Rui Cardoso Martins

Um dono de carro especial

(Ilustração: João Vasco Correia)

Crónica "Levante-se o réu", por Rui Cardoso Martins.

Ainda mal tinha começado o julgamento, o arguido já tinha uma multa, por falta de comparência. Mas era o tipo de homem que nunca aparece no fim, como se iria (não) provar. Apareceu, no entanto, o inspector de “segurança e qualidade” de bombas de gasolina.

– Sei que foi uma queixa que eu apresentei, de 2018…

– …de furto…

– …de um abastecimento sem pagamento. No valor de 64 euros e 54 cêntimos se a memória não me falha.

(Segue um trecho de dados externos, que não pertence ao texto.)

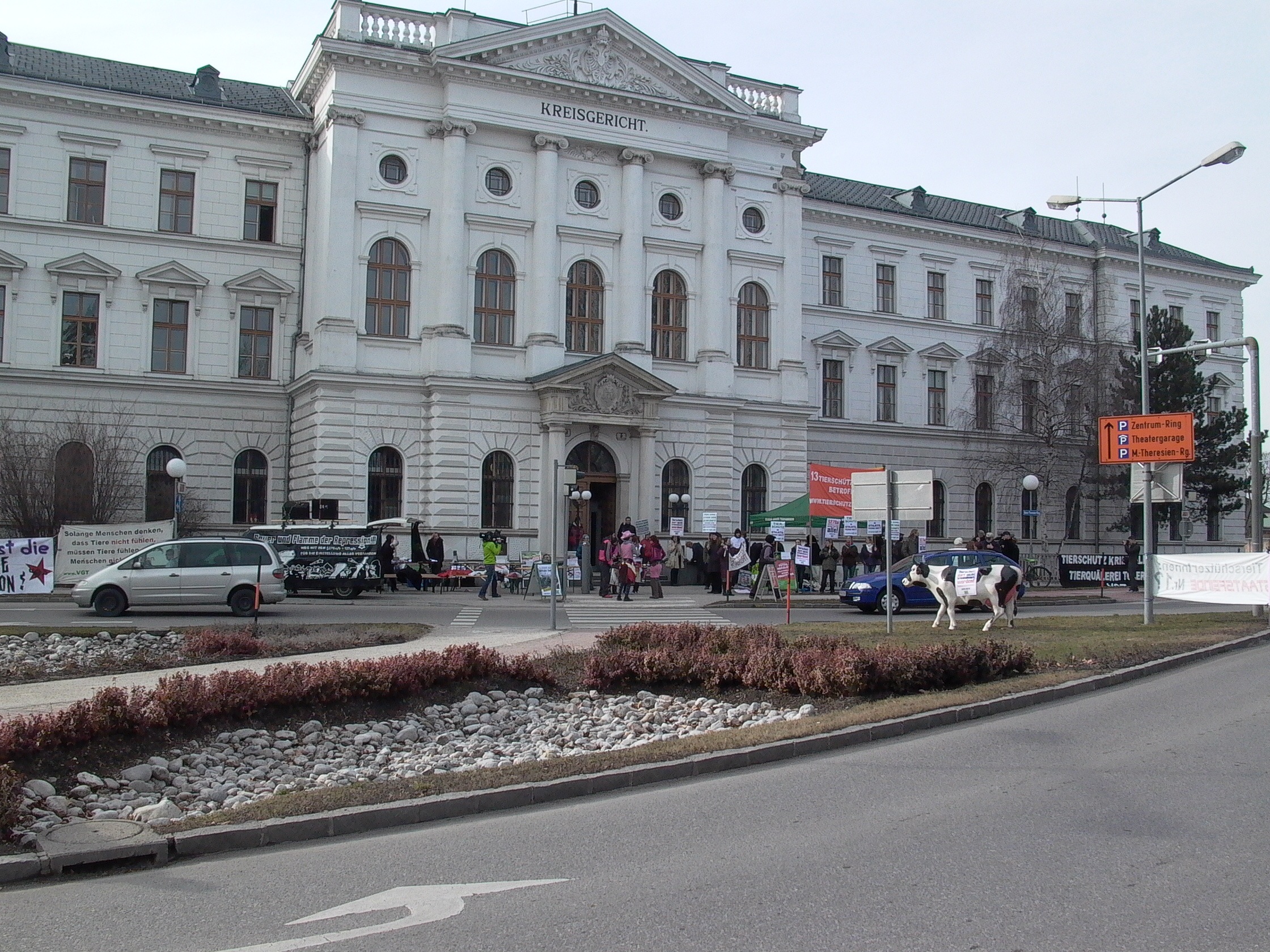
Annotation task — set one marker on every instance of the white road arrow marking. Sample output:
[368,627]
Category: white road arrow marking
[426,904]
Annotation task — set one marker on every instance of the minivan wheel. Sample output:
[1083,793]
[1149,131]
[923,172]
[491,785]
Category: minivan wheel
[109,604]
[243,602]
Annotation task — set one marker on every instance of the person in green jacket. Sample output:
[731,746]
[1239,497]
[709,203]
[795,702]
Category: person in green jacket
[490,550]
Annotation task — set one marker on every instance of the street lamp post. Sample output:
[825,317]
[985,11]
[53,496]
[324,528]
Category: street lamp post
[1255,477]
[1225,155]
[177,470]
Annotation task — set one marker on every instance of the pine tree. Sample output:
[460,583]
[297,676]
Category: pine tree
[1218,474]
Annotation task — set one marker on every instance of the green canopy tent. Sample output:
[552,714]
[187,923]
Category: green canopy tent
[793,513]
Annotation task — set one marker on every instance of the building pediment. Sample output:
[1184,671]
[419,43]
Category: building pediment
[172,273]
[601,50]
[83,266]
[607,386]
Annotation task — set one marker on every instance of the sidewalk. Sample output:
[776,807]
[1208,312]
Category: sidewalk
[52,695]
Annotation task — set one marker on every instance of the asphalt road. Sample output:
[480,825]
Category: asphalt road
[1128,819]
[503,614]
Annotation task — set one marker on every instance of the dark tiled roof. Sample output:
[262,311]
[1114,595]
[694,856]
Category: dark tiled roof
[89,71]
[828,188]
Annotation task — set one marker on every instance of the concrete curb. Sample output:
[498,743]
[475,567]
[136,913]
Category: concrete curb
[363,819]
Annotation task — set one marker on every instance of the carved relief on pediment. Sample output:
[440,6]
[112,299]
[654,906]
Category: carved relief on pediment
[607,395]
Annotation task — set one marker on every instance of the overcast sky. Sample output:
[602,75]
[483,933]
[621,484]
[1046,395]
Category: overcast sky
[990,101]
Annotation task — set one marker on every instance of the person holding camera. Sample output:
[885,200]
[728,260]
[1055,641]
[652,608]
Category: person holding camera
[490,551]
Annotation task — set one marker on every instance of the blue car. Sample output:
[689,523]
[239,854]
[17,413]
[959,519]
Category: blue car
[865,592]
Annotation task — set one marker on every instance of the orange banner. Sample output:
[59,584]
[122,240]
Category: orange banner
[829,490]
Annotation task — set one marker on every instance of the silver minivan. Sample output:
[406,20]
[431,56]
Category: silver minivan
[192,572]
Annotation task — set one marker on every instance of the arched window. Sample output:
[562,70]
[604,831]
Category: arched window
[388,290]
[670,316]
[494,320]
[160,488]
[384,485]
[676,480]
[251,488]
[585,309]
[1029,507]
[74,479]
[752,326]
[1072,518]
[983,508]
[753,493]
[497,484]
[937,527]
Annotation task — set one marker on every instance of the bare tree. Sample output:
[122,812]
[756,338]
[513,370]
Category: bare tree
[31,487]
[1038,390]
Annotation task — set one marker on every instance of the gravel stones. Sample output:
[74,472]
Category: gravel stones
[497,729]
[35,655]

Jurou dizer a verdade à juíza, que deu a palavra à procuradora.

– Disse que foi um furto. Em que estação de serviço?

– Estação de Serviço Repsol Benfica-Fonte Nova.

Da hora não se lembrava bem, mas foi a 22 de Outubro de 2018.

– E vocês têm plano de vigilância naquela zona?

– Sim, temos câmara de vigilância. E o gerente, depois de se aperceber do abastecimento sem pagamento, fez um relatório e enviou para a sede. E eu, como responsável que tem de tratar dos processos, em função do relatório… ele enviou-nos um CD com fotograma e ticket… apresentei queixa.

– Apresentou queixa. E… mas não chegaram a ver quem era a pessoa, não era cliente habitual…?

– Por aquilo que me deu a entender o responsável da bomba, não era cliente habitual.

Normalmente, acrescentou o inspector, claro como gasóleo fino e dourado, “quando são clientes habituais eles conhecem-nos”.

– Olhe, tem ideia de qual era a viatura?

– Era um Jaguar.

E lembrou, de novo com a memória do coração, a matrícula correcta do bólide. A procuradora virou-se para a juíza.

– Sotora, era confrontar, se faz favor, a testemunha com folha oito. É um fotograma.

A funcionária judicial levantou-se e foi mostrar o processo ao inspector, que se ergueu pensativo. E eu, atrás dele, fiz o mesmo e vi a foto de rebrilhante automóvel. Parecia verde -escuro, mas a máquina de filmar que capturou o fotograma nunca ganhará Oscar de Melhor Fotografia. Um borrão cinzento, um holograma de “Guerra das Estrelas”, imagem enviada tremendo, saltitante, de uma galáxia distante. Um Jaguar de luxo, de qualquer modo.

– É este mesmo, disse o inspector. É o fotograma.

– O fotograma, sim… Olhe, o senhor já recebeu o dinheiro?

– Não, está por pagar.

A juíza virou-se para a advogada do ausente dono do Jaguar.

– Senhora testemunha, bom dia, começou a advogada, no fotograma não se consegue ver o indivíduo em si…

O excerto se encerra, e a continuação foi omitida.